I could be way off. There are a lot of people a lot smarter than me thinking about this, but when I attend conferences I hear us (librarians) talking about ourselves a lot. When I read and look in other places I hear no one talking about us. The discussion of the Google digitization project is discussed one way by librarians and in a totally different way by everyone else. I know I am paranoid about this. I think it is because I spent eight years working with the web (at SFA which would make anyone paranoid), and have been using the Internet at least 11 years since the old UNIX command line days. When I came to this library there were three people who had worked in the SFA library longer than I had been alive. That is a career path that I don’t believe will be open for you Cassandra, or me, or for many others. I don’t see the library twenty years from now. Very few if any science fiction writers see us twenty years from now. Should we really be working to improve “library services”? Or is that the equivalent of the Soviets patching up the Mir station year after year to keep it going? Mir is at the bottom of the pacific now.

For today, tomorrow, next year and the next when there is a question to be asked I will answer it, a book to be found I will find it, and a class to be taught I will teach it. But, in the back of my mind I sense that something is wrong, the Library Profession is somehow on the wrong track, and that someway the needed change of course or transformation must occur from the bottom up, one librarian at a time, a grass roots effort, or maybe just a lot of rats abandoning a sinking ship. Many here are at a point in their careers that none of this matters, others of us are not. I wish I had the answers or at least knew how to begin looking for them. This feeling of watching a train wreck and not being able to help stop it is the worst part of it all.

I hope we can find the answers, and for the most part SFA library has been a place where we have been allowed to look for them and to try new things out.

On that happy note, I will go see if there is anyone in the library.

R Philip Reynolds

Librarian

1 comment:

Vera Bass said...

I don't believe that it is the library profession that it on the wrong track at all. I think that the issues you discuss here affect every non-tech serious interest group in our society. There's an ever growing schism between the tech culture and everyone else that continually expands around a wedge driven by profit motive. (I'm conservative, with a firm belief in free enterprise, and an equally strong belief in responsibility to one another as well as to our heritage.)
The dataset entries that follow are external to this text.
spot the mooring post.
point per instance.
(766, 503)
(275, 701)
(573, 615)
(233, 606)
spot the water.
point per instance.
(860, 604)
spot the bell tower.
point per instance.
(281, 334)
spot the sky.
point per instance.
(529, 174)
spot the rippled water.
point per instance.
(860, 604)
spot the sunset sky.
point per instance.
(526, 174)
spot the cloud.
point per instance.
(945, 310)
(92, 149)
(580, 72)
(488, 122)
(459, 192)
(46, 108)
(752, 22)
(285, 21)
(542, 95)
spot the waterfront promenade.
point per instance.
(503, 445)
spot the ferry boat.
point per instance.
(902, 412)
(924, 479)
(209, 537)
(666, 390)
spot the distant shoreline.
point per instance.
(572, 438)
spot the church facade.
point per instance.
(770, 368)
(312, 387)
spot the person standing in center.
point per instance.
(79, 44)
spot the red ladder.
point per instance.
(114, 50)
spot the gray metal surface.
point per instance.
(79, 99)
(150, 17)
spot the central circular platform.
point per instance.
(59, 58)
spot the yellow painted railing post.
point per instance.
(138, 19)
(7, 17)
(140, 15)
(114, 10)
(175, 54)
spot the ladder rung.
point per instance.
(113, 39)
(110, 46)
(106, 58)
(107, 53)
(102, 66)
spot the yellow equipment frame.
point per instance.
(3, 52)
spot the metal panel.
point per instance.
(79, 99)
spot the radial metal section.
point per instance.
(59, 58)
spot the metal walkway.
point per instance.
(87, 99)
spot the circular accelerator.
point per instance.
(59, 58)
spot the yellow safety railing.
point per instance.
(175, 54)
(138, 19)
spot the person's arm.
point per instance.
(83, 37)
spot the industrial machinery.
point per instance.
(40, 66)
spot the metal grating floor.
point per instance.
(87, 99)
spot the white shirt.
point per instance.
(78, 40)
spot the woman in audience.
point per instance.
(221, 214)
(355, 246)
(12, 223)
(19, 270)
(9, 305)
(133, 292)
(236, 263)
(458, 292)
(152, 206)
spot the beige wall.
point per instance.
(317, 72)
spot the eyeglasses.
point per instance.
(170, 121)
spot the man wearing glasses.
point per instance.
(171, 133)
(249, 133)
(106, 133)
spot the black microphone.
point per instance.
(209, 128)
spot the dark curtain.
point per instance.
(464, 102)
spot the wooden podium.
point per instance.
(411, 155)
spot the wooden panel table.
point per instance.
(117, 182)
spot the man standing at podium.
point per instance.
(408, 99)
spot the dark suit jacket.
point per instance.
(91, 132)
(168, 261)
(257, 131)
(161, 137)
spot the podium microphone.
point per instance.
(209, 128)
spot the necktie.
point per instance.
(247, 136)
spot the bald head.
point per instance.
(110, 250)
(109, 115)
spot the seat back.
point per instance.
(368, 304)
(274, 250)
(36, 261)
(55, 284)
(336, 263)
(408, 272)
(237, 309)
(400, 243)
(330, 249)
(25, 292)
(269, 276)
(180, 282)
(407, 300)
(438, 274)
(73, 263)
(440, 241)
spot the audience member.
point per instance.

The very idea that bibliophiles, and librarians especially, feel as though the internet is off in some other direction, when it should be a miraculous boon to the care, conservation, and sharing of treasured written words, is indicative of the schism I refer to.

There's an intransigent old guard in academia, though, that is also contributing mightily to this schism. Many academics are offended by the popularity of amateurs, feeling their authority undermined. There's also a real generation gap there, which, when you dig down, gets into values and social mores and more.

I believe that scholars have some societal obligations as well, and that belching sour grapes at the 'ignorant common man' does a disservice to the wealth of human knowledge that we should all discover and benefit from.